Chrysa Keenon | Echo

In 2018, Starbucks announced that they would no longer be using straws. Disney, among other companies, followed. I thought this was great, so I did my part by participating in the #StopSucking campaign by no longer using the offensive plastic at restaurants or at the student center. I thought I was saving the ocean, one straw at a time, from right here in the cornfields.

I was, for the most part, wrong.

Originally, this piece was going to persuade you to stop using straws.

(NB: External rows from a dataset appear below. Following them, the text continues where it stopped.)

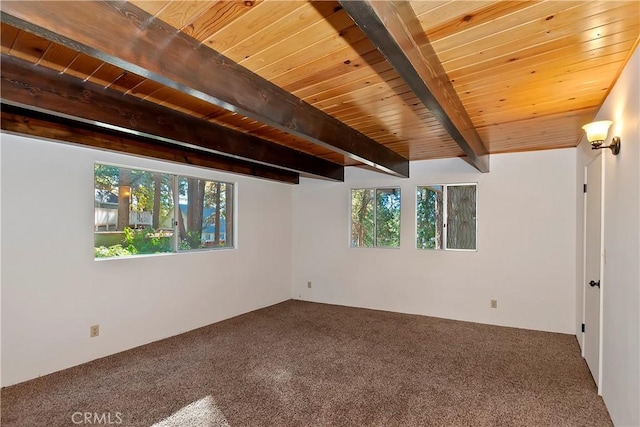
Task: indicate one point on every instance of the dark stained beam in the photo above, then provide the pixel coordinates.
(396, 32)
(23, 121)
(44, 89)
(126, 36)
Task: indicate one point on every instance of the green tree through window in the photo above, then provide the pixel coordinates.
(375, 217)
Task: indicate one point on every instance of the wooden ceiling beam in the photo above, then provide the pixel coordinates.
(23, 121)
(396, 32)
(33, 86)
(141, 44)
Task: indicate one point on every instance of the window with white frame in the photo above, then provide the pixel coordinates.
(141, 212)
(446, 216)
(375, 217)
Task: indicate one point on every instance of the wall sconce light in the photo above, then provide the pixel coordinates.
(597, 133)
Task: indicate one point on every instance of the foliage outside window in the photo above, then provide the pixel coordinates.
(142, 212)
(375, 217)
(446, 217)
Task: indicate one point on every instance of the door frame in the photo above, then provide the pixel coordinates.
(603, 257)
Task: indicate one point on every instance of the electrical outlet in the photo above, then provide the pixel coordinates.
(94, 331)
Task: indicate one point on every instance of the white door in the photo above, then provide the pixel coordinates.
(593, 260)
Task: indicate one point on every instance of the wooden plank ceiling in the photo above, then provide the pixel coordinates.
(319, 89)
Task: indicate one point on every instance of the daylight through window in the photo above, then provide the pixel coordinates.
(446, 217)
(142, 212)
(375, 217)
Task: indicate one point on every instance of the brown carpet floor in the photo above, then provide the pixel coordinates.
(307, 364)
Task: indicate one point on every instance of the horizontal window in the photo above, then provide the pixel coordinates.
(446, 217)
(375, 217)
(141, 212)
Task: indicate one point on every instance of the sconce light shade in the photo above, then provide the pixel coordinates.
(597, 133)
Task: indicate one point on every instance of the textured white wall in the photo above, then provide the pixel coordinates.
(621, 275)
(53, 289)
(526, 245)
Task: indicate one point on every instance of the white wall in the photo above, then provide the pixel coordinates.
(526, 245)
(621, 274)
(53, 289)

However, once I did research on this I realized the issue of banning straws is just a taste of the much larger issue of plastic pollution that is affecting our world today.

According to the NBC article "Banning plastic straws will not be enough: the fight to clean the oceans," 8.8 million tons of plastic gets spilled into the ocean each year. 46 percent of that waste comes from fishing equipment - think torn nets and lost fishing lines. The pollution isn't all just plastic bags or six pack plastic rings, but we have the tendency to think this because that's what we see trapping sea life in the media.

When it comes to beach cleanup, straws rank are pretty low on the list, landing 7th in the top ten biggest pollutants on a beach in a study done in 2017. The number one litter found on the average beach is used cigarette butts. However, a ban to cigarettes and lost fishing nets is hardly media glamorous the same way a wounded-by-straw sea turtle is.

Assistant Professor of Sustainable Development Michael Grabowski calls us to look at the life cycle of a plastic product. According to Grabowski, there are three stages of this: the raw resources that creates the product, the product's use and the product's disposal.

According to the 2018 World Resources Institute article, "Banning straws and bags won't solve our plastic problem," it takes more natural resources to create a reusable, paper, or cotton bag. Grabowski says we really shouldn't feel guilty for grabbing a plastic bag at the grocery store if we forgot our cotton bag, but it really helps if we recycle that plastic bag. The recycling helps take the end off the life cycle, and can help limit the resources needed for the next cycle of production.

Grabowski noted that in America, we have laws to put as many plastics into landfills so they don't end up polluting the ocean. But we cannot account for other highly populated countries that might have different regulations than ours.

So, what now? Is banning straws even doing anything if it's on such a small scale? This seems like a pretty circular situation with no immediate solution. While avoiding a straw does in fact do a tiny amount for the Earth, we need to be dealing with concept of pollutants on a much larger scale.

"Every little thing makes a difference," Grabowski said. "And it even gets people aware that their actions do affect others and whether its other people or other parts of the world."

The straw ban is in no way negative for the environment. It's a good conversation starter, but we need to be aware that banning straws is only one baby step toward a discussion for cleaner earth and not a catch for saving our planet.